These bone cells produce bone.
What is osteoblasts?
This disease category results in fractures to bone.
What is trauma?
This is a more recent application of forensic anthropology in response to deaths at federally funded institutions.
What is repatriation?
Tanning is an example of this adaptive response.
What is acclimatization?
These are changes in response to the environment and can be acclimatization, ontogenetic, or cultural in nature.
What are adaptations?
These are five bones of the skull
What are the frontal, parietal(s), occipital, maxilla, mandible, zygomatic(s), temporal(s), nasal(s) bones?

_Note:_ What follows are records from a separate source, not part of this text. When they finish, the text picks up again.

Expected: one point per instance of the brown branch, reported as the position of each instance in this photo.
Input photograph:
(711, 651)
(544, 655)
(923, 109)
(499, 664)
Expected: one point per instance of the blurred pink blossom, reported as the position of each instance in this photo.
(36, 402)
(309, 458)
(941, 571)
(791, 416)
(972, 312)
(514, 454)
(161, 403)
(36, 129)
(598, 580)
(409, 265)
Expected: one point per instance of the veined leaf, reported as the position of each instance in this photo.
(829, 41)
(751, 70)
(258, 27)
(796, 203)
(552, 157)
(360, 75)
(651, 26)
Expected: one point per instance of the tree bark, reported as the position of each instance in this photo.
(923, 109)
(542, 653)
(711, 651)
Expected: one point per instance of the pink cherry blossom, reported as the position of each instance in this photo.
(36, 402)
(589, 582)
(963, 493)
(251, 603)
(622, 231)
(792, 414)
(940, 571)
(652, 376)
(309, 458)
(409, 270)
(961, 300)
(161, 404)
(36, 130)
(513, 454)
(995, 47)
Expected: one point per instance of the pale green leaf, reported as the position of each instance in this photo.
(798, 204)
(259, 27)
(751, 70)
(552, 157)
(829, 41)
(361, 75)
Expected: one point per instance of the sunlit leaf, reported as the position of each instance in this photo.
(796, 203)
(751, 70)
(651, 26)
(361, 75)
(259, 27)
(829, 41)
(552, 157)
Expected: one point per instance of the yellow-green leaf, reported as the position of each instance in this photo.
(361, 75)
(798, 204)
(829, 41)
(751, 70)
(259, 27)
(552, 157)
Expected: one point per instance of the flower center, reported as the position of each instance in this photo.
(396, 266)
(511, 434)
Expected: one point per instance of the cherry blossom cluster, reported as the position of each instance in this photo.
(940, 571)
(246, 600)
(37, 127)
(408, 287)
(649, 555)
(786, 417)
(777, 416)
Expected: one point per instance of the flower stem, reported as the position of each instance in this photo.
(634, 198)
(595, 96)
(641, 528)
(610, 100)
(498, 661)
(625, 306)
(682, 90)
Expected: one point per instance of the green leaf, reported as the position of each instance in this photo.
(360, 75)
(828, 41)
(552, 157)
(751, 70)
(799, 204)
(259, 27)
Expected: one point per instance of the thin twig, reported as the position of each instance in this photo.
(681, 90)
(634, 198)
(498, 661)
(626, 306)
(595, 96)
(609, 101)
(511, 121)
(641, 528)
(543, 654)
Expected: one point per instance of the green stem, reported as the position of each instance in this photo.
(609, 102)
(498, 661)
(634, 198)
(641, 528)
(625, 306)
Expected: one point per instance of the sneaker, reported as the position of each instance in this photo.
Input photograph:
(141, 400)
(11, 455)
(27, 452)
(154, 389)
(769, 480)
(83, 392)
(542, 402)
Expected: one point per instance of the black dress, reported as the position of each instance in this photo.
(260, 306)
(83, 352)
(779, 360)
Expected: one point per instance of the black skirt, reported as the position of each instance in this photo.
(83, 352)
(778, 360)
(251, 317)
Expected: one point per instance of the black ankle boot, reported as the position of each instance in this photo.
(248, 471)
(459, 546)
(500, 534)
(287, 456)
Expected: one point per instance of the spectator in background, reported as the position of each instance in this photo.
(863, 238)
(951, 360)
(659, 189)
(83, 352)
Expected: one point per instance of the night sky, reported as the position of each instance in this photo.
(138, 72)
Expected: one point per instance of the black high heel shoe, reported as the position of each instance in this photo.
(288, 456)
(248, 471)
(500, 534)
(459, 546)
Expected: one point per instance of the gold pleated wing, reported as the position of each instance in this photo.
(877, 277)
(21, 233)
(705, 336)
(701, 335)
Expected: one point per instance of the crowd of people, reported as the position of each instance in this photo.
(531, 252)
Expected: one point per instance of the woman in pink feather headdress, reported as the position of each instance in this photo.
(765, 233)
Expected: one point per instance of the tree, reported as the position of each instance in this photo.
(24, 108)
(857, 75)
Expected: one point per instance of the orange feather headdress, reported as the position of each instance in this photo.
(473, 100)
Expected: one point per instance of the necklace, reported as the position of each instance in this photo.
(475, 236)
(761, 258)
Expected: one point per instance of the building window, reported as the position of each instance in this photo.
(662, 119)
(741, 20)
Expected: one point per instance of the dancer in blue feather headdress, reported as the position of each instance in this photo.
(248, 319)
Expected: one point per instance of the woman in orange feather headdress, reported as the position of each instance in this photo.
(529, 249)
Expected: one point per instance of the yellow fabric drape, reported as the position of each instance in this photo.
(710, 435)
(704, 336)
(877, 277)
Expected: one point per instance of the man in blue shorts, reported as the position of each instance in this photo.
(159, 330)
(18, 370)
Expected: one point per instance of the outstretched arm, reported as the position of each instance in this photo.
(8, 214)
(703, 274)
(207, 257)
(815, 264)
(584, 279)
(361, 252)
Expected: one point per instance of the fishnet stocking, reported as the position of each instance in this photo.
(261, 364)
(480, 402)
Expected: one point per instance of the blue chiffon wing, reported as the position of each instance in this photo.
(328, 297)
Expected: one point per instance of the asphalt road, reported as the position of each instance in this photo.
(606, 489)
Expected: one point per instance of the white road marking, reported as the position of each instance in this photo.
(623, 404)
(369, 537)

This disease category results from specific bacteria/viruses/fungal agents.
What is infectious (specific) disease?
These are the circumstances surrounding an individual's death.
What is the manner of death?
This rule explains body shape and its relationship to temperature.
What is Bergmann's rule?
This methodology was used to promote racial categories within skeletal remains.
What is craniometry/phrenology/cranial measurements?
This term refers to the point of the attachment of the bone that is closest to the center.
What is proximal?
The Bioarchaeology of Care approach looks at impacts to these two categories which influence the type of care an individual may need.
What are clinical and functional impacts?
This is the study of changes that happen to a body between the time of death and its discovery.
What is forensic taphonomy?
This is an acclimatization to high altitudes.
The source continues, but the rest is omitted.